A few months after Lady Dynamite’s second season dropped (with little fanfare on Netflix’s part), it got cancelled. I mourn Lady Dynamite, but I also mourn what Lady Dynamite represents: all the dozens of brilliant Netflix shows that disappear into the overabundance around them, shows who – thanks to Netflix’s hands-off approach – might be the kind of shows that are pushing creative boundaries in the way those early-2000s HBO shows did, but will never get to change television the way those early-2000s HBO shows did. Because ultimately, if Netflix don’t care what anyone does as long as they can pump out content to put the “Netflix original” tag on, they’re not going to care about shows because they push creative boundaries. Netflix wants to transform distribution, but it doesn’t really give a shit about art – not even as a shortcut to making money.
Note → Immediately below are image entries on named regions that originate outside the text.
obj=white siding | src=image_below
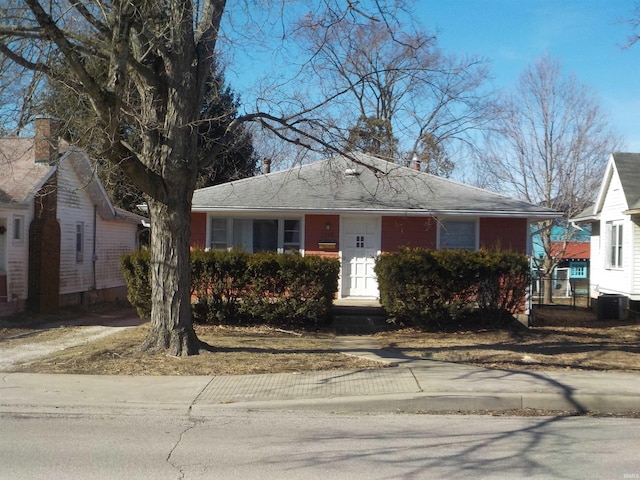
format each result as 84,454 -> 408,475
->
591,171 -> 634,296
0,206 -> 33,300
96,218 -> 137,290
58,158 -> 95,295
630,215 -> 640,301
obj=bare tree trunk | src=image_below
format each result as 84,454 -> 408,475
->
142,195 -> 200,356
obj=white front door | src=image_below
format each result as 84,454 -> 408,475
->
340,217 -> 380,298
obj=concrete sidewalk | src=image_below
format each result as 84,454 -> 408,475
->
0,336 -> 640,415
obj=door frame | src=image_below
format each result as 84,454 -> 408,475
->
338,214 -> 382,299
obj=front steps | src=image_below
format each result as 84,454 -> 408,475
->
331,299 -> 388,335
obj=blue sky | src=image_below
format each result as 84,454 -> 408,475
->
415,0 -> 640,152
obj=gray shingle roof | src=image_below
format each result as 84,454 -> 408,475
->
613,152 -> 640,210
0,138 -> 55,205
193,154 -> 558,218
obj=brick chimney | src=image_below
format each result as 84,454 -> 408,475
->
413,155 -> 420,171
34,117 -> 60,164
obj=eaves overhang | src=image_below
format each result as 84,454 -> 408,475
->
191,206 -> 562,221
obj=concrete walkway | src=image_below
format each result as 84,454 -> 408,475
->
0,336 -> 640,415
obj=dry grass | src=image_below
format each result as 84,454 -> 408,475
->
378,307 -> 640,372
5,307 -> 640,375
5,324 -> 381,375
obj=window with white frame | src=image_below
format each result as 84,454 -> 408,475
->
209,218 -> 227,249
12,215 -> 24,242
283,220 -> 300,253
76,222 -> 84,263
439,220 -> 478,250
607,222 -> 622,268
209,217 -> 301,253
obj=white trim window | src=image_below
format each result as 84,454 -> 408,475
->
76,222 -> 84,263
207,216 -> 302,253
607,221 -> 624,268
11,215 -> 24,243
438,220 -> 478,251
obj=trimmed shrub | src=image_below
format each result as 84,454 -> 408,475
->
121,250 -> 340,328
375,249 -> 529,329
120,249 -> 151,319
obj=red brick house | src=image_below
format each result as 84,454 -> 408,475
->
191,154 -> 558,299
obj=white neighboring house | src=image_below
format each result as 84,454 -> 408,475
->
571,153 -> 640,318
0,118 -> 144,315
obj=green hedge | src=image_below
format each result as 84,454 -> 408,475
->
121,250 -> 340,328
375,249 -> 529,329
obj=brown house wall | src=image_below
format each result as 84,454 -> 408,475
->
381,217 -> 438,252
191,212 -> 207,248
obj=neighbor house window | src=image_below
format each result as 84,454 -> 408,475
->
609,222 -> 622,268
439,220 -> 478,250
76,222 -> 84,263
209,217 -> 301,253
13,215 -> 24,242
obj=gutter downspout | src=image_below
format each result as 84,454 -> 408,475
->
91,205 -> 98,290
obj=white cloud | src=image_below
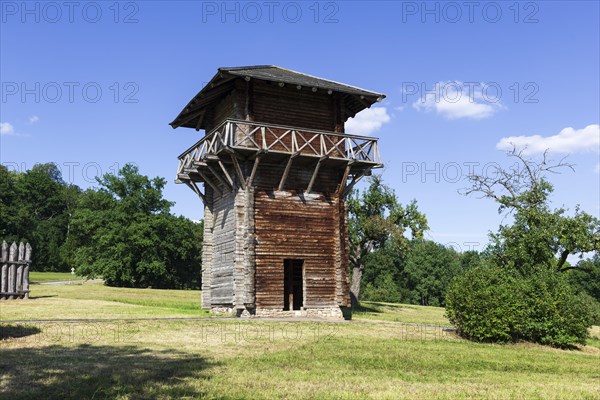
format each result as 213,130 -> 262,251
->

If Netflix want to stop diluting their brand, they should scale back production, and focus on making good stuff, not just much stuff. They should make enough quality content that when I see an ad for a Netflix original I don’t automatically zone out. They should make every original piece of programming as good as it can be and make sure none of it gets lost in the shuffle.
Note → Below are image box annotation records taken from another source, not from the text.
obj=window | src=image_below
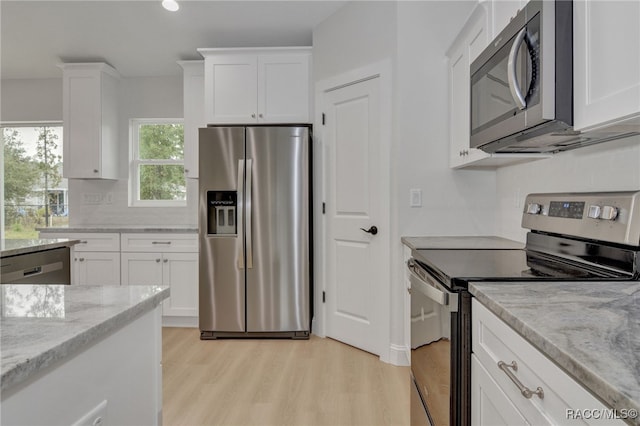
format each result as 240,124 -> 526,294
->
1,123 -> 69,239
130,119 -> 187,207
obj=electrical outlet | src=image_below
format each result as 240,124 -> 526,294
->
409,188 -> 422,207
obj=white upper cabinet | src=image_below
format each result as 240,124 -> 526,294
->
448,8 -> 491,168
198,47 -> 311,124
573,0 -> 640,131
447,4 -> 548,169
60,63 -> 119,179
488,0 -> 528,40
178,61 -> 207,179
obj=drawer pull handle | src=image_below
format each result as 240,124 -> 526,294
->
498,361 -> 544,399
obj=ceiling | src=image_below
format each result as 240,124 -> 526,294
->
0,0 -> 346,79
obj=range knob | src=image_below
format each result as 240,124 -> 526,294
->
525,203 -> 540,214
587,206 -> 602,219
600,206 -> 618,220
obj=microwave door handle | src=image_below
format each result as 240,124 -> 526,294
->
507,28 -> 527,109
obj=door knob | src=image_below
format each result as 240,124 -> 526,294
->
360,225 -> 378,235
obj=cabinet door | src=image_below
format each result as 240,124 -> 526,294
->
471,355 -> 529,426
120,253 -> 163,285
63,70 -> 101,178
162,253 -> 198,317
204,55 -> 258,124
491,0 -> 527,39
258,54 -> 310,123
62,63 -> 119,179
449,19 -> 490,168
573,1 -> 640,130
180,61 -> 207,179
73,251 -> 120,285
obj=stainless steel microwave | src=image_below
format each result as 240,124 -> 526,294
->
470,0 -> 582,153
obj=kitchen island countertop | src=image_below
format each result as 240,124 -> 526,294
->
0,284 -> 169,392
469,281 -> 640,424
0,238 -> 80,257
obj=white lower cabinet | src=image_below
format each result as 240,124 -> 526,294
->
40,232 -> 120,285
471,299 -> 623,425
120,233 -> 198,326
471,355 -> 528,426
71,251 -> 120,285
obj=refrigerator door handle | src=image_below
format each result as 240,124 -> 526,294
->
245,160 -> 253,269
237,160 -> 245,269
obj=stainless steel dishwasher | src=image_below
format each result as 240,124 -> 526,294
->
0,247 -> 71,284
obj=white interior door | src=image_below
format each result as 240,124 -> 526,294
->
323,77 -> 389,355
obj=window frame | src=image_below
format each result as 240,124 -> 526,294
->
129,118 -> 188,207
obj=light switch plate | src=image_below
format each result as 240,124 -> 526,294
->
409,188 -> 422,207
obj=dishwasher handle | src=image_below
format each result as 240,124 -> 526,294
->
407,259 -> 457,312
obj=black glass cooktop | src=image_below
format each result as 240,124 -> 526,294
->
413,246 -> 629,285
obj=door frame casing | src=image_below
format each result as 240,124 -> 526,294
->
312,59 -> 398,364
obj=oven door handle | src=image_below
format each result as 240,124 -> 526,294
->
409,263 -> 449,306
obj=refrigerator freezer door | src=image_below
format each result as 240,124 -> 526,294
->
246,127 -> 310,332
198,127 -> 245,332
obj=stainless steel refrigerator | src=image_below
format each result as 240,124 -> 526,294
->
198,126 -> 312,339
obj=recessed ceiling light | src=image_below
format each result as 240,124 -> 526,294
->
162,0 -> 180,12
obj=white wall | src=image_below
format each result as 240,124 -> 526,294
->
0,79 -> 62,122
313,1 -> 496,362
313,1 -> 396,82
394,1 -> 496,240
1,77 -> 197,226
496,136 -> 640,241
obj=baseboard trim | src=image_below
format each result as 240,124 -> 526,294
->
389,343 -> 411,367
162,316 -> 199,328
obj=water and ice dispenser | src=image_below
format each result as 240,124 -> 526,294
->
207,191 -> 238,235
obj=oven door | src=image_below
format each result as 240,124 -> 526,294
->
408,260 -> 459,425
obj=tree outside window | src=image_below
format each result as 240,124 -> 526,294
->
2,125 -> 69,239
131,120 -> 187,206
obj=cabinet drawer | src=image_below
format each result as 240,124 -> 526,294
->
122,233 -> 198,253
472,299 -> 623,425
40,232 -> 120,252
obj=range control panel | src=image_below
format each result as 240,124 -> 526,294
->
522,191 -> 640,246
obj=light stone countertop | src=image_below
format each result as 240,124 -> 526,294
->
36,225 -> 198,234
401,236 -> 524,250
0,238 -> 80,257
469,281 -> 640,425
0,284 -> 169,392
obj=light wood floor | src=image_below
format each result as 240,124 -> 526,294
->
162,328 -> 409,426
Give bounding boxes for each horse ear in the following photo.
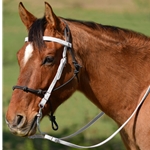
[45,2,59,28]
[19,2,37,30]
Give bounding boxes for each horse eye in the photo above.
[42,56,54,65]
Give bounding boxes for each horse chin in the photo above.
[6,117,37,137]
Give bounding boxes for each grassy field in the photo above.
[3,0,150,150]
And the only way to do that is to make a lot, lot less of it.

6 thoughts on “The Problem with Netflix Originals

  1. I just came across this article, two years after it was written.
    I was very apprehensive when I saw the line, “spends her money buying second-hand DVDs.” Blu-rays became standard by 2009, so in 2018, anyone buying DVDs, I have to wonder… 🤔
    Nonetheless, two years later, Netflix definitely IS putting out a ton of content. The author mentions Netflix’ stand up comedy. I’ve heard this is a popular part of its platform, yet I’ve never seen one advertised, nor have I watched even one comedy special. I suppose this means Netflix is creating a ton of content by for different types of people, such as those who watch comedy specials and those who don’t.
    I agree 100% on my dismay over the change in the ratings system. The old five-star system was about perfected by me (thanks in no small part to over 8,000 ratings). Now, one has to wait a week or two before the green percentage-chance-you’ll-like-something changes from NEW to that percentage. And, since it’s often in the 90 percentile, is Netflix telling me I like everything? No, I don’t like the Thumbs Up-Thumbs Down at all. As an example, since I’m only watching things that are supposed to be great, there’s rarely a chance I’ll ever give something Thumbs Down. In fact, I don’t know if I ever have. 🤷🏻‍♂️
    I feel Netflix can make as much stuff as it wants (I mentioned earlier different genres for different people). I just want to ensure they make enough terrific stuff for me, and they certainly seem to. I can’t watch it all.